SİNOP'TA "TOPRAĞA SAYGI YÜRÜYÜŞÜ"
TEMA Vakfı Sinop İl Temsilciliği, “Sağlıklı yaşam için sağlıklı topraklara ihtiyacımız var” sloganıyla “Toprağa Saygı Yürüyüşü” gerçekleştirdi.
Sinop Uğur Mumcu Meydanı’nda bir araya gelen doğaseverler “Türkiye Çöl Olmasın” yazılı pankartla basın açıklaması düzenlendi. TEMA Sinop İl Temsilcisi Özgür Cebeci burada yaptığı basın açıklamasında küresel iklim krizine ve doğa olaylarına dikkat çekti.

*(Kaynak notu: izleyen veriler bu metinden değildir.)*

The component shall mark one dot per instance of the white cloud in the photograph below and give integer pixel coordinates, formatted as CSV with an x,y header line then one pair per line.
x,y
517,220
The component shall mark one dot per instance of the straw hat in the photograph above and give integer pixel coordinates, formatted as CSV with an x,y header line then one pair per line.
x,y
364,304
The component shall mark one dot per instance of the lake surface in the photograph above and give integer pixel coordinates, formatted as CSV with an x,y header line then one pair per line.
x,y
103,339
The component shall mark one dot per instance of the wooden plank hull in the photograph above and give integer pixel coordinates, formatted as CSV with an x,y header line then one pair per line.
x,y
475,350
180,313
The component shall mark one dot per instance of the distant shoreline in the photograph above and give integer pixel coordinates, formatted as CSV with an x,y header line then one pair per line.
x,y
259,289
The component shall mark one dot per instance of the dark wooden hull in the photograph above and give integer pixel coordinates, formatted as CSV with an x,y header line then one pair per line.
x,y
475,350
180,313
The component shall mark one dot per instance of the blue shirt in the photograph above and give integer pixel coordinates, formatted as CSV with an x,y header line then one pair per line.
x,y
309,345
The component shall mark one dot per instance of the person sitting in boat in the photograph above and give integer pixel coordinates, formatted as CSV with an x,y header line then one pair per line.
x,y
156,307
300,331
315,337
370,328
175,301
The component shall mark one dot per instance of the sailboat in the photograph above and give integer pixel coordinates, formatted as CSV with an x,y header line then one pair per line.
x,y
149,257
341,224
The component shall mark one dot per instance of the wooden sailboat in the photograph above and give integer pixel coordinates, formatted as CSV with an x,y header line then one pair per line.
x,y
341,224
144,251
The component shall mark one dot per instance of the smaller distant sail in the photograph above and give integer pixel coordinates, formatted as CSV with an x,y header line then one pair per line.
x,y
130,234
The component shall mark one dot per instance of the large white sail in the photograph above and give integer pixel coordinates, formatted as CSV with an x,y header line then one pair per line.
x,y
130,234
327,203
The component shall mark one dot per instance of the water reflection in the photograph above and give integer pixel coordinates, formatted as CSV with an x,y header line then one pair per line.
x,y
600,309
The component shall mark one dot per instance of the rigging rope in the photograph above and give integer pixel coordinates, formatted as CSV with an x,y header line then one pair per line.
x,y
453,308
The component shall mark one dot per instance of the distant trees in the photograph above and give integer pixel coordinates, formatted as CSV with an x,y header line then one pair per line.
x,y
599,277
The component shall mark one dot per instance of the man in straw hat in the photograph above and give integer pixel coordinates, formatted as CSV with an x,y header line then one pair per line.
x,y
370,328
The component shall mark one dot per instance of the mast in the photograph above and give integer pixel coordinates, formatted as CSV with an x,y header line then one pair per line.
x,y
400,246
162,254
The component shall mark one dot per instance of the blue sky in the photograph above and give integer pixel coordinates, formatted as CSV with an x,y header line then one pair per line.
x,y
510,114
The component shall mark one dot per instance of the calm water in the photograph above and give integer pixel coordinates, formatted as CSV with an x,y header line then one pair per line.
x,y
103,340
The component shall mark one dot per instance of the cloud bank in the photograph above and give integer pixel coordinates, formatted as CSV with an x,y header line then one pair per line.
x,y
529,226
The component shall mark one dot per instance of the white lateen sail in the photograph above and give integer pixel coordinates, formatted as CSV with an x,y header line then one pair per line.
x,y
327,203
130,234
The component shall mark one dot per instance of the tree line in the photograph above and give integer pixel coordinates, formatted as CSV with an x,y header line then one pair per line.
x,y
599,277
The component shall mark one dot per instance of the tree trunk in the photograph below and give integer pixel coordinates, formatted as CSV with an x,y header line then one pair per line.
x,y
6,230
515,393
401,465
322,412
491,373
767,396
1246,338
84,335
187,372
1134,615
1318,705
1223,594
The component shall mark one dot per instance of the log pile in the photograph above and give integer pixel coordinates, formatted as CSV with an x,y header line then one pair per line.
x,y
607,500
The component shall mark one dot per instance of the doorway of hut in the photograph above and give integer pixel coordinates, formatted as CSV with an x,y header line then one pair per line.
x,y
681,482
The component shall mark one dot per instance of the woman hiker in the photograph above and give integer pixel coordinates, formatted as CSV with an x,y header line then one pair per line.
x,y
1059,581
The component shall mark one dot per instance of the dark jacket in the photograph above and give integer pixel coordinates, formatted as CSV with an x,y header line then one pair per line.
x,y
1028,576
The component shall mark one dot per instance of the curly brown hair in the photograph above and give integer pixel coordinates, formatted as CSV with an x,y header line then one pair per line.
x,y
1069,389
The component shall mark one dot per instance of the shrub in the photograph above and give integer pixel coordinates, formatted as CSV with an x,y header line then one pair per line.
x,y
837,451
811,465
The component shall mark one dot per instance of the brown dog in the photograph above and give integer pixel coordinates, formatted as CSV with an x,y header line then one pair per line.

Cebeci, tarafından okunan basın açıklamasında şu ifadelere yer verildi; “Toprak, aldığımız her nefeste, tükettiğimiz gıdada ve içtiğimiz her yudum suda olan toprak! Erozyon, iklim krizi ve sürdürülebilir olmayan tarım uygulamaları nedeniyle topraklarımız büyük tehdit altındadır. Her yıl 642 milyon ton toprak erozyona uğramaktadır. Topraklarımızın sağlığını korumak bir tercih değil, hepimizin sorumluluğudur. Tükettiğimiz gıdanın %95'inin topraktan sağlıyoruz. Ancak ne yazık ki erozyon, ormansızlaşma, yanlış arazi kullanımı, kirlilik gibi faktörler toprak sağlığını tehdit ederek verimliliğini ve yetiştirilen tarım ürünlerinin besin değerini azaltıyor. Her yıl yaklaşık 12 milyon hektar tarım toprağı bozuluma uğrayarak sağlığını, üretkenliğini kaybediyor ve bu durum, hem gıda güvenliğimizi hem de insanların yaşam kalitesini olumsuz etkiliyor. Birleşmiş Milletler'in 2023 Dünya Gıda Güvenliği Raporu'na göre, dünya genelinde her 11 kişiden biri açlık çekmektedir. Yetersiz beslenme neticesinde fiziksel ve ruhsal sağlık problemleri yaşamaktadır.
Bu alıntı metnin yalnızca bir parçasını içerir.